PERFORMING A SYMPHONY, & MOVING PITCH BACK a hundred twenty YEARS

 

Tyrone performs with Skagit Symphony, Oct 19 2019 – Peter Maxwell Davies, “An Orkney Wedding, with Sunrise” – with Grandfather’s ca 1900 Lawrie Great Highland Pipe, A440; drones are extended in length to achieve Concert Pitch. Photo – Dave Prinzhorn

 

As with other musical traditions, the Tonal Character of the Great Highland Bagpipe has changed to suit tastes over time. As audiences want ‘more’, pitch has become ‘brighter’ – and we’ve had a sharpening of standard from strings, percussion and other classical instruments. It’s a case of creating options for audience preferences and expectations, and Brighter is usually more persuasive than Lower. Brighter also appears louder.

The Highland bagpipe’s ‘melody gear’ is the Chanter – a conical bore of wood or synthetic, where the instrument’s nine notes live under the pipers fingers, with a covered short double reed resting at the top (unseen unless revealed from it’s protected stock). My grandfather’s 1900 Lawrie chanter is so very smooth at A440, if I have the right mix of reeds.

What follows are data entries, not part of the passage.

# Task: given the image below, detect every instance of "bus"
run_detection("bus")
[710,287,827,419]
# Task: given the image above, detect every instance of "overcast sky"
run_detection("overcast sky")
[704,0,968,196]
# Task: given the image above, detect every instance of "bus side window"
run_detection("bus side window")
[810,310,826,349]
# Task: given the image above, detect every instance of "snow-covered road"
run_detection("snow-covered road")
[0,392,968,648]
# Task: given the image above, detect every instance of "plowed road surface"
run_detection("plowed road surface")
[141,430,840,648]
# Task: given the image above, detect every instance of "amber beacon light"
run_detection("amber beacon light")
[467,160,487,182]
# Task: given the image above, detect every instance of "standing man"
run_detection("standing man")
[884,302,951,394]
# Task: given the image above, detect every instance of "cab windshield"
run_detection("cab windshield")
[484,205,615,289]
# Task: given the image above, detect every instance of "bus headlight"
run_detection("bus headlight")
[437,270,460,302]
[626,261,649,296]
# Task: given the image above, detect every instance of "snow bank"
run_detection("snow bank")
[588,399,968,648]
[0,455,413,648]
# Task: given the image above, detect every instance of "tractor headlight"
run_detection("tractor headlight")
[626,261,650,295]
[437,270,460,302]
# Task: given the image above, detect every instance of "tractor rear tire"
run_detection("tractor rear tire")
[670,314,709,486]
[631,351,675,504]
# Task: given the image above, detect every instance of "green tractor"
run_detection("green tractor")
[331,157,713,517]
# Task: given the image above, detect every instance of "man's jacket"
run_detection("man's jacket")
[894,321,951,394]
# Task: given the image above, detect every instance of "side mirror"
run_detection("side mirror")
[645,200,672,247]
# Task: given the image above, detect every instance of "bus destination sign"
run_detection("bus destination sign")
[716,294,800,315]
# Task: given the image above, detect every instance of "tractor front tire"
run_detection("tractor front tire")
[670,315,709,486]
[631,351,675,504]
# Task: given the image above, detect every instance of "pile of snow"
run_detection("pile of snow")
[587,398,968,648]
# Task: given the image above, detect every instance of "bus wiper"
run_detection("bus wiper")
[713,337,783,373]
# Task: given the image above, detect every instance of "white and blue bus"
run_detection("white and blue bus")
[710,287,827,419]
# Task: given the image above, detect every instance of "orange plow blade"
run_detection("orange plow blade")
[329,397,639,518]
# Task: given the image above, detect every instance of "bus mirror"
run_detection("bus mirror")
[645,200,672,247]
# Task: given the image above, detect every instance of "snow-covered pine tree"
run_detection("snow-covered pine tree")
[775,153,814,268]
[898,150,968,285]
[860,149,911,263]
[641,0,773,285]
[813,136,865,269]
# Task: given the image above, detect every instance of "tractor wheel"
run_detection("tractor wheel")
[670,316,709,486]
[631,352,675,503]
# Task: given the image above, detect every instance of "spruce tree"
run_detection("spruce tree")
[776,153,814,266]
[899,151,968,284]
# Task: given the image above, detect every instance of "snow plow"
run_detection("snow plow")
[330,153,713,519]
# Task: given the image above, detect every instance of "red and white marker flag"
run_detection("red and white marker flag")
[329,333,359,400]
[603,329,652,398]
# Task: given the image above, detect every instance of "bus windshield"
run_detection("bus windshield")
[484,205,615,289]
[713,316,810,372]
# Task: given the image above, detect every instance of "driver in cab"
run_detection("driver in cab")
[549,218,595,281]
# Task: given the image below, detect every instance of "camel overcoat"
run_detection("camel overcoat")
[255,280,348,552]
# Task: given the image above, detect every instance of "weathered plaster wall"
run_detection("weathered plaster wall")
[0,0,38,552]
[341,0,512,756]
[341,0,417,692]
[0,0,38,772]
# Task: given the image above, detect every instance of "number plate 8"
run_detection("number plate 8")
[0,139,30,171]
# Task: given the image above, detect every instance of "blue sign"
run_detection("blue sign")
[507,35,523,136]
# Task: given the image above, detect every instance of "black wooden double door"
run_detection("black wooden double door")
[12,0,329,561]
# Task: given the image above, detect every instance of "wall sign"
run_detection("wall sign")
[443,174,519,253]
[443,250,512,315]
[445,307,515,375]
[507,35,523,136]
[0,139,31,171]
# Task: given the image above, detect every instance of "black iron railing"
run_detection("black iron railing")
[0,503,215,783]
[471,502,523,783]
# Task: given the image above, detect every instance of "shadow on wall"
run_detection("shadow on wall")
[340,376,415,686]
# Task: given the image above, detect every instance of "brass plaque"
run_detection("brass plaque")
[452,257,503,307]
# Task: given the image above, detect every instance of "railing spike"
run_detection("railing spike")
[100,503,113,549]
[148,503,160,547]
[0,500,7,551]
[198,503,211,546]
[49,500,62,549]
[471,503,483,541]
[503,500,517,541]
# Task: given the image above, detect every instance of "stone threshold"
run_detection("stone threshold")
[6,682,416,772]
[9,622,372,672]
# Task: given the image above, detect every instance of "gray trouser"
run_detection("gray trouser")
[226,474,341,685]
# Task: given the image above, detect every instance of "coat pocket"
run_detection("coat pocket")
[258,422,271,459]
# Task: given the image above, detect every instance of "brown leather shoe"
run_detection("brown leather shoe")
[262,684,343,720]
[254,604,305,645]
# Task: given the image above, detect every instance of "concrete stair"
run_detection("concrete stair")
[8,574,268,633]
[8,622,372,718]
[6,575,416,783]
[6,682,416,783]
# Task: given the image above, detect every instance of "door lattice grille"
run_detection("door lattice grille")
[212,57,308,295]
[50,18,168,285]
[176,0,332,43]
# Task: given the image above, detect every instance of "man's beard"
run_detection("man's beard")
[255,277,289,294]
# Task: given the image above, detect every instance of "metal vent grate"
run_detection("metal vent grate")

The standard pitch-character of our chanter currently moves up every 5-7 years. In the 1990’s, it was about every 12-15. Before that, my guess it was about every 18-26. It changes as gear accommodates player preferences, as winning soloists and pipe bands accumulate prizes — the rest of us want to compete with a similar pitch. After all, who wants to stand out all alone in the Low Pitch field.

I was called this September to perform the Peter Maxwell Davies piece, “An Orkney Wedding, with Sunrise” in October. The opening of Skagit Symphony 2019-20 Season, with new conductor Michael Wheatley, who was on the other end of the phone. I performed the Davies piece in 2014 with the Yakima Symphony, so I knew the pitch adjustment from the current standard of A480 to a durable A440 would take 25 hours. Getting my stride back from a bad late summer Pneumonia, I thought it might be a good distraction to help me get back in the swing — which it did (finding an extra 25 hrs of tricky effort by mid October was a good grindstone – I told myself that).

I began resurrecting my Grandfather’s Lawrie’s, which I used in 2014 for my first Davies call.  Same pipe I was handed when 9 by my Grandmother Kathleen. This lovely, prayerful Irish Catholic immigrant grandmother always knew what she was doing – and always had something special for me when we arrived after our long drive to visit. She was mesmerizingly kindful. My four siblings, adults by then, mentioned the same years later. My grandfather passed when I was 4; I’ve come to know him as he looks on from his piping pictures on my Music Room wall – one solo, and one with his pipe band from Ardee, Cty Louth. I had both photos redone early on at Seattle’s Moon Photo. Found them torn and faded in his leather pipe case when she handed it to me.

When my Grandfather played solo and with his band in Ireland, the pipe must have been very close to A440 – his pipe just sings at this pitch. The reeds I used back 2014 now didn’t have the Round Sound I wanted – when his pipe is a Round A440, the drones and chanter wrap around everything like a warm blanket. I worked away nonetheless. Work work work, finally had some stamina, my body and the pipe moving forward (though twice as physically demanding as normal). Work work work. Still, not the Round Sound. It was ‘okay’, but I won’t stop until it’s Right.

Out of the Blue, an email from Eastern Canada – a piper I’d never met asked if I wanted to try his newly designed A440 Highland Bagpipe drone reeds – out of no where. Sure I said. They showed up a few days later, no charge – then another packet, and another. I needed the perfect mix of reeds to foster my Grandad’s 1900 Lawries magically woven Round sounding A440 GHB tone, and suddenly I had them. I was able to mix Old and New for a sublime enveloping roundness for the Skagit Symphony’s home at fabulous McIntyre Hall. Maestro Wheatley’s helpful demeaner put me instantly at ease to creatively solve timing issues from afar as I moved toward the Skagit Symphony from the back of the Hall. We all did superbly, including Grandad’s pipe. I don’t think Davies ever sounded so good.